It’s a bit more work, but much more efficient to vectorize these sampling statements. In transformed data, build up three vectors of indices, for the three cases above:

transformed data {
  array[observed_12(y_observed)] int ns12;
  array[observed_1(y_observed)] int ns1;
  array[observed_2(y_observed)] int ns2;
}

You will need to write functions that pull out the count of observations in each of the three sampling situations. This must be done with functions because the result needs to go in top-level block variable size declaration. Then the rest of transformed data just fills in the values using three counters.

int n12 = 1;
int n1 = 1;
int n2 = 1;
for (n in 1:N) {
  if (y_observed[n, 1] && y_observed[n, 2]) {
    ns12[n12] = n;
    n12 += 1;
  } else if (y_observed[n, 1]) {
    ns1[n1] = n;
    n1 += 1;
  } else if (y_observed[n, 2]) {
    ns2[n2] = n;
    n2 += 1;
  }
}

Then, in the model block, everything is vectorizable using those indexes constructed once in transformed data:

y[ns12] ~ multi_normal(mu, Sigma);
y[ns1] ~ normal(mu[1], sqrt(Sigma[1, 1]));
y[ns2] ~ normal(mu[2], sqrt(Sigma[2, 2]));

The result will be much more efficient than using latent variables for the missing data, but it requires the multivariate distribution to be marginalized analytically. It’d be more efficient still to precompute the three arrays in the transformed data block, though the efficiency improvement will be relatively minor compared to vectorizing the probability functions.

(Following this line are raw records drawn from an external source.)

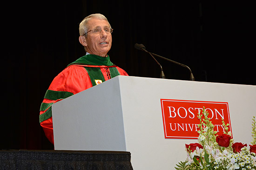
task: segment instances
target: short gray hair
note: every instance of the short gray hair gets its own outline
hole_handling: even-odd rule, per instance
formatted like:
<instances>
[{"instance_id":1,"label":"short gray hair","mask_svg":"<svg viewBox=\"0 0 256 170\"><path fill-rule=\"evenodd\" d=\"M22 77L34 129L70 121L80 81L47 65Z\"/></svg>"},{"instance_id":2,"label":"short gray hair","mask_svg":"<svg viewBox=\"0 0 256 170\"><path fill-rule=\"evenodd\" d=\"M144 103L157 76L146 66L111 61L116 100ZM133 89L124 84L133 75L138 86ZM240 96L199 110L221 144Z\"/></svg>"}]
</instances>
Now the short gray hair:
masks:
<instances>
[{"instance_id":1,"label":"short gray hair","mask_svg":"<svg viewBox=\"0 0 256 170\"><path fill-rule=\"evenodd\" d=\"M103 19L107 21L109 25L109 27L111 28L110 24L107 19L107 18L103 15L100 13L94 13L91 14L84 18L83 20L79 24L79 34L81 36L83 36L86 32L88 31L88 21L92 18L96 18L98 19Z\"/></svg>"}]
</instances>

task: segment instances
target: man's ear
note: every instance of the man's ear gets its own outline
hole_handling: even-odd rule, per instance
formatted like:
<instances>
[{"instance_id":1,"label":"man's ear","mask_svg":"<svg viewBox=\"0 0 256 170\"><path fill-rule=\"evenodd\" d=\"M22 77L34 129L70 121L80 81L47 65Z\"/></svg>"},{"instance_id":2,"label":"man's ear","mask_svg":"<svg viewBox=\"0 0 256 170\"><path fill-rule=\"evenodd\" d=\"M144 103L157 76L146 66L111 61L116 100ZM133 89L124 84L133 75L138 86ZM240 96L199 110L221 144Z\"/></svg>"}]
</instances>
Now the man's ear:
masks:
<instances>
[{"instance_id":1,"label":"man's ear","mask_svg":"<svg viewBox=\"0 0 256 170\"><path fill-rule=\"evenodd\" d=\"M83 46L85 47L87 46L88 44L86 42L86 40L85 39L85 36L79 36L79 42L82 45L83 45Z\"/></svg>"}]
</instances>

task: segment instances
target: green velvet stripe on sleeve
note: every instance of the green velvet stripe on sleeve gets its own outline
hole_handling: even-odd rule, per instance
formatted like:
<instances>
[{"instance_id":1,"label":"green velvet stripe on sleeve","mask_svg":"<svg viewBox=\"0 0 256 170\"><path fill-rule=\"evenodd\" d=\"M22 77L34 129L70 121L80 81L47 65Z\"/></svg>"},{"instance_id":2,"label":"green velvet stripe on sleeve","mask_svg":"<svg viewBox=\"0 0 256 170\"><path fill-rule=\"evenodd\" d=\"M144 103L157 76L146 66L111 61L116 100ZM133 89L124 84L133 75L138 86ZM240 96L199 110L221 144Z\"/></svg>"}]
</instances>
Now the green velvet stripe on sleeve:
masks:
<instances>
[{"instance_id":1,"label":"green velvet stripe on sleeve","mask_svg":"<svg viewBox=\"0 0 256 170\"><path fill-rule=\"evenodd\" d=\"M110 72L110 75L111 78L114 78L117 76L120 76L120 73L118 72L117 69L115 67L110 67L109 71Z\"/></svg>"},{"instance_id":2,"label":"green velvet stripe on sleeve","mask_svg":"<svg viewBox=\"0 0 256 170\"><path fill-rule=\"evenodd\" d=\"M56 101L58 99L65 99L73 95L74 94L71 92L47 90L44 98L45 99ZM39 121L40 123L52 117L52 105L53 103L42 103L41 107L40 107L40 111L44 111L48 108L49 108L45 113L40 114L39 116Z\"/></svg>"},{"instance_id":3,"label":"green velvet stripe on sleeve","mask_svg":"<svg viewBox=\"0 0 256 170\"><path fill-rule=\"evenodd\" d=\"M72 95L74 95L74 94L71 92L47 90L44 98L45 99L56 101L58 99L65 99Z\"/></svg>"},{"instance_id":4,"label":"green velvet stripe on sleeve","mask_svg":"<svg viewBox=\"0 0 256 170\"><path fill-rule=\"evenodd\" d=\"M47 120L52 117L52 106L43 113L39 115L39 122L41 123L43 121Z\"/></svg>"}]
</instances>

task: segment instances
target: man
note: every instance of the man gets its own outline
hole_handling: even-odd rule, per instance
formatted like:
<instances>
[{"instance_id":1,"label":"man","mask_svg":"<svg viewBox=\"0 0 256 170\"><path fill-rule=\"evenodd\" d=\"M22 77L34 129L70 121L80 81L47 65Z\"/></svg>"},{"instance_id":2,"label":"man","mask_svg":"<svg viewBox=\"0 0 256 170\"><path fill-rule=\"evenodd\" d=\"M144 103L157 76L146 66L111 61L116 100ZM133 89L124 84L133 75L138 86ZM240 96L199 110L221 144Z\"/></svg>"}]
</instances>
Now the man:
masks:
<instances>
[{"instance_id":1,"label":"man","mask_svg":"<svg viewBox=\"0 0 256 170\"><path fill-rule=\"evenodd\" d=\"M68 65L54 78L40 108L40 124L53 144L53 103L117 76L128 76L114 64L107 55L111 47L112 31L107 18L101 14L90 15L80 23L79 42L86 55Z\"/></svg>"}]
</instances>

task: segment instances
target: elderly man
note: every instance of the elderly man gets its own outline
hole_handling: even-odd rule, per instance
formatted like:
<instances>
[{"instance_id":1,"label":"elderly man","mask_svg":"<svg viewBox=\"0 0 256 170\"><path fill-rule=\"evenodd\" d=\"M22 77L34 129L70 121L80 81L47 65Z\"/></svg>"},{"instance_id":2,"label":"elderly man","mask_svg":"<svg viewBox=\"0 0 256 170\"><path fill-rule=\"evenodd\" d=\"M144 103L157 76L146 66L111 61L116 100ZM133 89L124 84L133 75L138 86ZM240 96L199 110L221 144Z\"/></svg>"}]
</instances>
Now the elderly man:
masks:
<instances>
[{"instance_id":1,"label":"elderly man","mask_svg":"<svg viewBox=\"0 0 256 170\"><path fill-rule=\"evenodd\" d=\"M79 42L86 55L69 64L54 78L40 108L40 124L53 144L53 103L117 76L128 76L114 64L107 55L111 47L112 31L107 18L101 14L90 15L80 23Z\"/></svg>"}]
</instances>

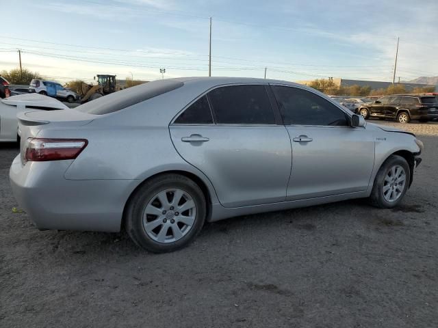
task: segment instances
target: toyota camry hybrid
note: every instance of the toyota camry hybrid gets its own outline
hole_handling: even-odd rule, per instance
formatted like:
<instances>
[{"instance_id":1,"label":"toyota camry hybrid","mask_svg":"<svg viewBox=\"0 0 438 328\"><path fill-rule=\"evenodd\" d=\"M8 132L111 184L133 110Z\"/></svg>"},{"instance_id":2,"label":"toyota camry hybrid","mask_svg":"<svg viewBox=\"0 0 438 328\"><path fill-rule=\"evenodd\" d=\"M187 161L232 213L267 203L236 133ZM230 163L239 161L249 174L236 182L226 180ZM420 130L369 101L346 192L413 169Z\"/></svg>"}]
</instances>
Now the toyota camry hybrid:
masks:
<instances>
[{"instance_id":1,"label":"toyota camry hybrid","mask_svg":"<svg viewBox=\"0 0 438 328\"><path fill-rule=\"evenodd\" d=\"M403 198L423 144L289 82L150 82L62 111L18 114L14 194L37 228L118 232L155 252L205 221Z\"/></svg>"}]
</instances>

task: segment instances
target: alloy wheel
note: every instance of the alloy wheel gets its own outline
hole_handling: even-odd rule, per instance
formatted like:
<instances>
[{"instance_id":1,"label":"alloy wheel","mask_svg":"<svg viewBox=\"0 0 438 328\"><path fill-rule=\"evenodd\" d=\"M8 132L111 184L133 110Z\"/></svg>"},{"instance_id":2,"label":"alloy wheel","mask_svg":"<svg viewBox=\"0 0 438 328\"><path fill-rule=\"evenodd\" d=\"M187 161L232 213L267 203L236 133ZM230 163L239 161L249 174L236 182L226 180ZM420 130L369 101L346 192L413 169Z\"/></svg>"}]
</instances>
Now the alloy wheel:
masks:
<instances>
[{"instance_id":1,"label":"alloy wheel","mask_svg":"<svg viewBox=\"0 0 438 328\"><path fill-rule=\"evenodd\" d=\"M192 229L196 206L190 195L171 189L153 196L143 212L143 228L147 235L158 243L174 243Z\"/></svg>"},{"instance_id":2,"label":"alloy wheel","mask_svg":"<svg viewBox=\"0 0 438 328\"><path fill-rule=\"evenodd\" d=\"M388 202L396 202L403 193L406 184L406 172L400 165L388 170L383 182L383 197Z\"/></svg>"}]
</instances>

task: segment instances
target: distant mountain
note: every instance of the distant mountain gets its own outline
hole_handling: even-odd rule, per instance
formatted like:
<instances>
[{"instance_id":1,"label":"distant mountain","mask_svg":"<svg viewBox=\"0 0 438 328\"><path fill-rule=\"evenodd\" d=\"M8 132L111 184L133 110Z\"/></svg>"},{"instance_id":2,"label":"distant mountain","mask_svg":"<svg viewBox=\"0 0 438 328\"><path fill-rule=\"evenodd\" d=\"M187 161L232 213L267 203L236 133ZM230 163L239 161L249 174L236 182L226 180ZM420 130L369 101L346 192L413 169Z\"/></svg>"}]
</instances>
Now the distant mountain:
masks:
<instances>
[{"instance_id":1,"label":"distant mountain","mask_svg":"<svg viewBox=\"0 0 438 328\"><path fill-rule=\"evenodd\" d=\"M419 83L419 84L428 84L428 85L437 85L438 77L420 77L413 80L408 81L410 83Z\"/></svg>"}]
</instances>

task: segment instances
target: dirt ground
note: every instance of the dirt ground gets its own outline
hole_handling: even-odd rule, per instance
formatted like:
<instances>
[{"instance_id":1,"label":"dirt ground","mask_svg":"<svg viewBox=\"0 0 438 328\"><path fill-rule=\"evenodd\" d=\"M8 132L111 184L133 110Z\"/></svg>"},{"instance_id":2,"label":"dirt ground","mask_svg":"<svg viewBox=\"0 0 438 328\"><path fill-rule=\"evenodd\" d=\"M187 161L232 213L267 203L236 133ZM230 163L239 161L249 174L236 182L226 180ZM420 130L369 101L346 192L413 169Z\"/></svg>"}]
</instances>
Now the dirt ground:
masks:
<instances>
[{"instance_id":1,"label":"dirt ground","mask_svg":"<svg viewBox=\"0 0 438 328\"><path fill-rule=\"evenodd\" d=\"M1 146L0 327L437 327L438 124L402 128L426 150L398 208L231 219L162 255L125 234L36 230L12 210L18 150Z\"/></svg>"}]
</instances>

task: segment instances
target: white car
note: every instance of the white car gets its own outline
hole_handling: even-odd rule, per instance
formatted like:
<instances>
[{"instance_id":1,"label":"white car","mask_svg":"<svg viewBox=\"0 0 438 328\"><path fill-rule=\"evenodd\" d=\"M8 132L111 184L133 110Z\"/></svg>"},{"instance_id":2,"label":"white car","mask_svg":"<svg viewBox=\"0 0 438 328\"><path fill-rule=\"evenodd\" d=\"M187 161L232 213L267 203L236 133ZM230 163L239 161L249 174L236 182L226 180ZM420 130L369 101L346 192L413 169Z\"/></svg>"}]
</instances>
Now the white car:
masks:
<instances>
[{"instance_id":1,"label":"white car","mask_svg":"<svg viewBox=\"0 0 438 328\"><path fill-rule=\"evenodd\" d=\"M56 99L37 94L21 94L0 100L0 142L19 139L17 113L58 109L68 109L68 107Z\"/></svg>"},{"instance_id":2,"label":"white car","mask_svg":"<svg viewBox=\"0 0 438 328\"><path fill-rule=\"evenodd\" d=\"M74 102L79 98L79 94L66 89L57 82L38 79L34 79L30 82L29 92L65 100L68 102Z\"/></svg>"}]
</instances>

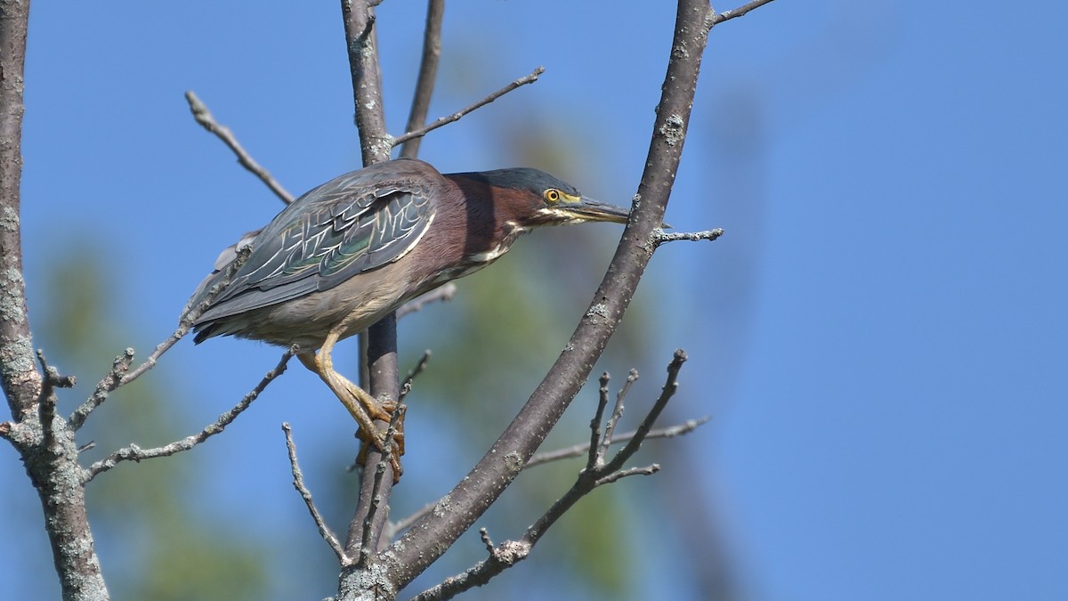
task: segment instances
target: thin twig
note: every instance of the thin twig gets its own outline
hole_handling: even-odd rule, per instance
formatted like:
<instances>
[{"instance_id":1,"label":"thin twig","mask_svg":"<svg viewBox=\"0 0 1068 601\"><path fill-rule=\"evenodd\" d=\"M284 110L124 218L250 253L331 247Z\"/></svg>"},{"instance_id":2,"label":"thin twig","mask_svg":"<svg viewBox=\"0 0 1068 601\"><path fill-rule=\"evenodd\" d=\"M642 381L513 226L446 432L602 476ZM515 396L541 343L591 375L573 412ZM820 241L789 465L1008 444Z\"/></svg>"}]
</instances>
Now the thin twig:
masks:
<instances>
[{"instance_id":1,"label":"thin twig","mask_svg":"<svg viewBox=\"0 0 1068 601\"><path fill-rule=\"evenodd\" d=\"M627 398L627 392L630 391L630 386L635 380L638 380L638 370L632 369L627 373L627 381L615 396L615 409L612 410L612 416L608 418L608 423L604 425L604 436L601 438L600 448L597 450L595 460L602 459L604 453L608 452L608 447L612 445L612 435L615 434L615 426L619 422L619 418L623 417L623 401ZM599 461L591 463L590 467L594 467L595 465L599 466Z\"/></svg>"},{"instance_id":2,"label":"thin twig","mask_svg":"<svg viewBox=\"0 0 1068 601\"><path fill-rule=\"evenodd\" d=\"M407 132L426 124L426 114L430 110L430 96L434 94L434 80L438 77L438 62L441 59L441 24L445 20L445 0L428 0L426 3L426 27L423 30L423 59L419 63L419 78L415 80L415 94L411 101L411 111L408 113ZM415 158L419 156L421 136L404 142L400 156ZM399 315L397 315L399 317Z\"/></svg>"},{"instance_id":3,"label":"thin twig","mask_svg":"<svg viewBox=\"0 0 1068 601\"><path fill-rule=\"evenodd\" d=\"M187 307L188 310L182 315L182 319L178 320L178 328L175 329L171 336L167 338L167 340L160 342L156 346L156 350L154 350L144 360L144 363L130 371L130 365L134 363L134 349L126 349L122 355L115 357L115 360L111 364L111 371L108 372L108 375L105 375L104 379L100 380L100 382L96 385L96 388L93 390L93 394L90 395L89 398L85 399L85 401L81 403L73 414L70 414L70 428L76 431L81 428L89 415L93 413L96 407L104 404L104 401L108 399L108 395L120 386L125 386L126 384L134 382L142 373L154 368L156 366L156 361L159 360L159 357L163 353L166 353L178 340L182 340L186 334L189 334L189 329L192 328L197 319L204 311L206 311L208 307L211 306L211 303L215 302L215 298L221 294L227 286L230 286L230 281L233 279L234 274L236 274L237 269L245 264L245 261L248 260L251 251L251 248L248 246L236 249L236 257L230 262L229 265L226 265L223 277L217 281L210 290L208 290L208 293L199 305L195 307Z\"/></svg>"},{"instance_id":4,"label":"thin twig","mask_svg":"<svg viewBox=\"0 0 1068 601\"><path fill-rule=\"evenodd\" d=\"M97 475L107 472L117 465L123 461L141 461L142 459L155 459L157 457L168 457L177 452L189 450L197 445L203 443L204 441L210 438L211 436L222 432L226 426L230 426L234 419L237 418L245 410L249 409L252 401L256 400L264 388L267 387L276 377L281 375L285 371L285 366L289 363L293 355L296 354L296 346L286 350L282 353L282 358L279 359L278 365L273 369L268 371L263 380L256 384L255 388L250 390L236 405L234 405L230 411L219 416L219 419L208 423L203 430L193 434L191 436L186 436L180 441L175 441L169 445L162 447L156 447L151 449L142 449L141 447L131 444L128 447L121 448L115 452L109 454L105 459L97 461L96 463L90 465L85 468L83 480L89 482Z\"/></svg>"},{"instance_id":5,"label":"thin twig","mask_svg":"<svg viewBox=\"0 0 1068 601\"><path fill-rule=\"evenodd\" d=\"M406 409L404 403L397 402L396 409L393 410L393 414L390 416L390 427L386 429L386 448L382 449L381 459L375 465L375 486L371 491L371 508L367 510L367 515L363 519L363 533L360 540L358 566L365 566L372 554L378 551L376 543L377 539L380 538L380 533L379 536L376 536L374 531L375 518L382 510L382 505L386 505L386 511L389 511L388 499L384 499L381 494L382 481L384 480L387 468L391 465L393 453L399 452L397 443L393 437L399 425L404 421ZM398 475L394 475L394 481L396 481L397 477Z\"/></svg>"},{"instance_id":6,"label":"thin twig","mask_svg":"<svg viewBox=\"0 0 1068 601\"><path fill-rule=\"evenodd\" d=\"M478 101L477 103L475 103L475 104L473 104L473 105L471 105L471 106L469 106L467 108L460 109L457 112L454 112L454 113L452 113L450 115L442 117L442 118L438 119L437 121L435 121L434 123L430 123L430 124L426 125L425 127L420 127L419 129L415 129L414 132L408 132L407 134L403 134L400 136L397 136L395 138L393 138L393 145L395 147L397 144L407 142L408 140L410 140L412 138L419 138L419 137L425 136L425 135L429 134L430 132L437 129L438 127L441 127L442 125L447 125L447 124L450 124L450 123L452 123L454 121L459 121L467 113L469 113L469 112L471 112L471 111L473 111L473 110L475 110L475 109L477 109L480 107L488 105L489 103L496 101L497 98L500 98L504 94L507 94L508 92L515 90L516 88L519 88L520 86L524 86L527 83L533 83L533 82L537 81L538 76L540 76L543 73L545 73L545 67L539 66L539 67L535 68L533 72L531 72L530 75L527 75L524 77L520 77L519 79L516 79L512 83L508 83L504 88L501 88L500 90L493 92L492 94L486 96L485 98Z\"/></svg>"},{"instance_id":7,"label":"thin twig","mask_svg":"<svg viewBox=\"0 0 1068 601\"><path fill-rule=\"evenodd\" d=\"M289 191L286 190L282 184L278 183L278 180L276 180L270 172L261 167L261 165L256 163L251 155L249 155L248 151L246 151L245 148L241 147L240 142L237 141L234 133L230 130L230 127L216 122L215 118L211 115L211 111L207 109L207 105L201 102L192 90L186 92L186 102L189 103L189 111L193 113L193 119L197 120L197 123L200 123L205 129L218 136L224 144L230 147L230 150L234 151L234 154L237 155L237 161L241 164L241 167L248 169L253 175L260 178L261 182L267 184L270 191L274 192L274 196L282 199L282 202L286 204L293 202L293 195L289 194Z\"/></svg>"},{"instance_id":8,"label":"thin twig","mask_svg":"<svg viewBox=\"0 0 1068 601\"><path fill-rule=\"evenodd\" d=\"M664 385L664 391L661 392L660 397L654 403L653 409L649 410L648 415L642 420L642 426L650 425L660 411L663 410L663 404L668 402L671 398L671 392L674 392L677 387L676 377L678 376L678 370L686 360L686 353L681 350L676 351L672 359L672 363L668 366L668 383ZM627 377L627 383L624 384L623 388L616 397L616 409L613 412L612 417L609 420L618 419L618 414L622 413L622 399L626 396L630 384L638 379L638 373L634 370L630 371L630 375ZM607 374L601 376L602 387L607 385ZM669 390L671 392L669 392ZM603 405L607 405L607 392L601 392L600 398L602 402L598 405L598 413L603 411ZM629 476L642 476L651 475L660 469L657 464L646 465L641 467L629 467L627 469L621 469L623 462L629 459L641 446L642 440L644 440L650 432L648 428L640 427L635 432L633 437L630 438L628 444L616 452L612 461L604 461L604 452L609 447L610 442L607 442L611 437L611 430L606 428L604 436L598 444L598 441L592 441L590 447L596 448L597 452L592 453L586 462L586 467L579 473L571 488L560 497L552 507L550 507L540 518L537 519L531 526L527 528L522 538L519 540L508 540L504 541L499 545L493 545L492 541L489 539L489 535L486 533L485 528L481 530L483 544L489 553L489 556L482 561L478 561L468 570L462 573L456 574L449 579L445 579L442 583L428 588L415 596L414 599L419 601L430 601L440 599L450 599L465 590L473 588L475 586L482 586L489 582L491 577L503 572L507 568L511 568L518 561L521 561L530 555L531 550L535 544L545 536L546 530L548 530L567 510L569 510L576 503L592 490L603 484L610 484L616 482L623 478ZM581 449L578 454L584 452L585 449Z\"/></svg>"},{"instance_id":9,"label":"thin twig","mask_svg":"<svg viewBox=\"0 0 1068 601\"><path fill-rule=\"evenodd\" d=\"M685 240L688 242L697 242L702 240L713 241L723 235L722 228L716 228L714 230L705 230L701 232L671 232L668 233L663 230L656 229L653 230L653 246L658 247L661 244L669 242L676 242Z\"/></svg>"},{"instance_id":10,"label":"thin twig","mask_svg":"<svg viewBox=\"0 0 1068 601\"><path fill-rule=\"evenodd\" d=\"M707 423L709 420L711 420L711 416L705 416L698 419L689 419L682 423L678 423L675 426L669 426L666 428L658 428L656 430L649 430L649 432L645 434L645 440L651 441L654 438L674 438L675 436L689 434L690 432L693 432L704 423ZM630 432L626 432L624 434L616 434L615 437L612 438L612 444L622 445L624 443L630 442L630 440L633 438L637 434L638 434L637 430L631 430ZM535 465L541 465L544 463L549 463L552 461L560 461L562 459L570 459L572 457L581 457L583 454L586 454L591 448L596 448L596 446L593 446L590 443L581 443L571 447L556 449L553 451L539 452L534 457L532 457L531 460L527 462L527 467L534 467Z\"/></svg>"},{"instance_id":11,"label":"thin twig","mask_svg":"<svg viewBox=\"0 0 1068 601\"><path fill-rule=\"evenodd\" d=\"M403 402L405 397L408 396L408 392L411 391L412 382L414 382L415 377L420 373L423 373L423 370L426 369L426 364L427 361L430 360L431 354L433 353L430 353L429 349L423 351L423 356L419 358L419 363L415 364L415 367L411 368L411 371L408 372L408 375L404 379L404 382L400 383L400 396L397 397L398 403Z\"/></svg>"},{"instance_id":12,"label":"thin twig","mask_svg":"<svg viewBox=\"0 0 1068 601\"><path fill-rule=\"evenodd\" d=\"M319 536L323 540L327 541L330 549L333 550L334 555L337 556L337 560L341 561L342 566L346 566L349 563L349 558L345 555L345 550L342 549L341 541L327 526L326 521L323 519L323 514L319 513L318 507L315 506L315 502L312 500L312 491L308 490L304 486L304 474L300 471L300 465L297 463L297 445L293 442L293 431L289 428L289 422L282 422L282 431L285 432L285 448L289 453L289 467L293 472L293 488L297 489L300 493L300 498L304 499L304 505L308 506L308 511L312 514L312 520L315 521L315 525L319 528Z\"/></svg>"},{"instance_id":13,"label":"thin twig","mask_svg":"<svg viewBox=\"0 0 1068 601\"><path fill-rule=\"evenodd\" d=\"M588 464L597 461L597 442L601 437L600 425L604 420L604 407L608 406L608 383L611 377L607 371L601 372L600 388L597 389L597 411L594 412L594 418L590 420L590 444L587 445L590 457L586 458ZM531 458L531 460L533 459ZM527 465L530 466L530 461L527 462Z\"/></svg>"},{"instance_id":14,"label":"thin twig","mask_svg":"<svg viewBox=\"0 0 1068 601\"><path fill-rule=\"evenodd\" d=\"M441 288L436 288L426 294L417 296L405 303L399 309L397 309L397 319L400 319L409 313L414 313L415 311L423 310L423 307L430 303L452 300L453 296L456 295L456 284L449 282Z\"/></svg>"},{"instance_id":15,"label":"thin twig","mask_svg":"<svg viewBox=\"0 0 1068 601\"><path fill-rule=\"evenodd\" d=\"M748 13L748 12L754 10L754 9L759 9L760 6L763 6L765 4L768 4L772 0L753 0L749 4L744 4L742 6L738 6L737 9L735 9L733 11L723 11L722 13L716 15L716 17L712 19L712 25L714 26L714 25L719 25L719 24L721 24L723 21L731 20L733 18L743 17L743 16L745 16L745 13Z\"/></svg>"},{"instance_id":16,"label":"thin twig","mask_svg":"<svg viewBox=\"0 0 1068 601\"><path fill-rule=\"evenodd\" d=\"M670 364L668 364L668 381L664 382L664 386L660 391L660 397L657 401L653 403L653 409L649 413L645 415L642 422L638 425L638 430L634 431L634 436L627 442L626 446L623 447L612 461L604 465L606 472L615 472L623 467L628 459L635 452L638 452L639 447L642 446L642 442L645 441L645 435L649 433L653 429L653 425L656 422L657 418L660 417L660 412L668 406L668 401L675 396L675 390L678 390L678 372L682 369L682 364L686 363L686 351L678 349L675 351L674 356Z\"/></svg>"},{"instance_id":17,"label":"thin twig","mask_svg":"<svg viewBox=\"0 0 1068 601\"><path fill-rule=\"evenodd\" d=\"M396 522L390 522L386 526L382 538L387 540L393 539L397 535L397 533L403 533L404 530L407 530L408 527L414 524L420 518L426 515L430 511L434 511L434 508L437 506L438 506L437 500L435 500L434 503L427 503L423 507L420 507L411 515L408 515L403 520L397 520Z\"/></svg>"}]
</instances>

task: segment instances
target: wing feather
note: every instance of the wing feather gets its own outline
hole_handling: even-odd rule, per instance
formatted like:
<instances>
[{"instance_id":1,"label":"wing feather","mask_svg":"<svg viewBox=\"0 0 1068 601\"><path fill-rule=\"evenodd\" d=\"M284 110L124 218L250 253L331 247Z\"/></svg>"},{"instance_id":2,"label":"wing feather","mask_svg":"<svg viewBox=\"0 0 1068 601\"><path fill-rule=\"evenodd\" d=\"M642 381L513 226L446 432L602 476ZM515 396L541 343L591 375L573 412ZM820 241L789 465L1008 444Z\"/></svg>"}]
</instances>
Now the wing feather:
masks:
<instances>
[{"instance_id":1,"label":"wing feather","mask_svg":"<svg viewBox=\"0 0 1068 601\"><path fill-rule=\"evenodd\" d=\"M197 323L329 290L400 259L434 219L427 170L440 178L425 163L394 160L304 194L251 241L248 260ZM187 310L222 277L225 265L216 267Z\"/></svg>"}]
</instances>

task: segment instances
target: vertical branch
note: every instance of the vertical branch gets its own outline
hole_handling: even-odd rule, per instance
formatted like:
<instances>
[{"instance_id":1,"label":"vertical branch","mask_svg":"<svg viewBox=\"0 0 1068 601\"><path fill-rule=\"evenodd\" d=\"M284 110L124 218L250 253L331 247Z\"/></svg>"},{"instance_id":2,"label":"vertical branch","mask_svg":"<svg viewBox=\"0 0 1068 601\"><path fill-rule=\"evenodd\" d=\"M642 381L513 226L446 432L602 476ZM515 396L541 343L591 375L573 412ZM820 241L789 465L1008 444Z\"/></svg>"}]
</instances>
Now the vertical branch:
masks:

This approach can easily be generalized with some index fiddling to the general multivariate case. The trick is to pull out entries in the covariance matrix for the missing components. It can also be used in situations such as multivariate differential equation solutions where only one component is observed, as in a phase-space experiment recording only time and position of a pendulum (and not recording momentum).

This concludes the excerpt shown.